Sunday, April 6, 2014



Exhausted, itulah satu kata yang menggambarkan perasaan saya terhadap writing. Writing memang sangat melelahkan,, tak hanya lelah fisik namun juga lelah otak karena pertemuan demi pertemuan tugas writing semakin rumit, terlebih dalam writing 4 ini kita harus lebih banyak menambah porsi reading (membaca) karena sesungguhnya kegiatan utama dalam menulis yaitu  membaca dan memahami  informasi sebanyak-banyaknya secara detail dan seksama agar dapat memunculkan ide-ide untuk dituangkan dalam tulisan. Menurut sebagian besar mahasiswa writing memang hal yang sulit, kita pun harus melawati proses/perjalanan yang cukup panjang dan melelahkan dalam menulis. Tentunya Coach kita Mr. Lala telah menanti karya-karya kita yang brilian karena beliau sedang mencari mutiara (mahasiswa yang berbakat/ berkualitas tinggi) dalam menulis. Dalam mencari mutiara memang tidak mudah karena harus bersusah payah ke dasar laut dan pengolahannya pun membutuhkan waktu yang cukup lama. Oleh karena itu, untuk menjadi penulis yang handal dan berbakat ibarat mutiara kita harus lebih intens dan detail dalam membaca karena orang-orang yang besar adalah orang-orang yang membacanya intens dan karya yang berkualitas adalah karya yang diproduksi secara constant.

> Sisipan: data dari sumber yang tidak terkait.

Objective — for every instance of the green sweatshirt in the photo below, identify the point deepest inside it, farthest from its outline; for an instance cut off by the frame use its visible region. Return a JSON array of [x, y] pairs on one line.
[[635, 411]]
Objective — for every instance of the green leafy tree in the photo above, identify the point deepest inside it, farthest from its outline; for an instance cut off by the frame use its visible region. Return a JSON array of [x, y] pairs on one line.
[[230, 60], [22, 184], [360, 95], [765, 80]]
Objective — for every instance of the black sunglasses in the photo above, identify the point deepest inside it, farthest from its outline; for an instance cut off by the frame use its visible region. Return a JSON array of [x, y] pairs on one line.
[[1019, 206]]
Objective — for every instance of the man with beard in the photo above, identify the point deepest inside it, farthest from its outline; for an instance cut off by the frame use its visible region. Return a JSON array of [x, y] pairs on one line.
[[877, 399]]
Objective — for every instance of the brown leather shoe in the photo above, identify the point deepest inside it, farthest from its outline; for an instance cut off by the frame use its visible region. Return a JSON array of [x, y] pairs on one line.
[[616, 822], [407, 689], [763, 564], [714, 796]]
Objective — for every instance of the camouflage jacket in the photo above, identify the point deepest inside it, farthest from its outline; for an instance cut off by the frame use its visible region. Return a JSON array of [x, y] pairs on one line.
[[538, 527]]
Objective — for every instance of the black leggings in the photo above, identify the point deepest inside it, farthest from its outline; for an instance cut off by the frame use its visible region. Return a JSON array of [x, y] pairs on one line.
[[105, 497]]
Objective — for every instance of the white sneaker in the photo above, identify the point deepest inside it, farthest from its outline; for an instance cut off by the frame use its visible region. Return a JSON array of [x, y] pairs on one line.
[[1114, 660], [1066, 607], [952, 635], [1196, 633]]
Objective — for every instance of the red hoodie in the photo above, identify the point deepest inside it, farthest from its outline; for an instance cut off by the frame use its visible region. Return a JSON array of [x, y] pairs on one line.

Untuk menjadi penulis yang berkualitas tinggi kita juga harus menghindari kebodohan-kebodohan kecil karena hal itu akan merugikan kita sebagai penulis, menurut Mr. Lala (one small ignorance can kill you). Selain itu penguasaan terhadap L1 dan L2 pun sangat dibutuhkan karena L1 dan L2 ibarat garis kehidupan yang bersifat continuing, jika kita ingin pintar berbahasa Inggris kita harus berfikir dalam bahasa Inggris pula (think in English). Penulis juga harus memiliki perseverance (ketekunan/ memiliki “daya banting”) karena orang-orang yang memiliki mental tahan banting adalah orang-orang yang hebat. Selain beberapa hal yang telah di jelaskan di atas ada satu hal yang lebih penting dari segalanya yaitu doa. Doa adalah hal yang sakral, dalam setiap aktivitas maupun tugas yang dikerjakan membutuhkan doa karena dengan doa kita mengharapkan diberi kemudahan oleh Sang Pencipta dalam setiap mengerjakan tugas dan bisa mendapatkan hasil yang maksimal.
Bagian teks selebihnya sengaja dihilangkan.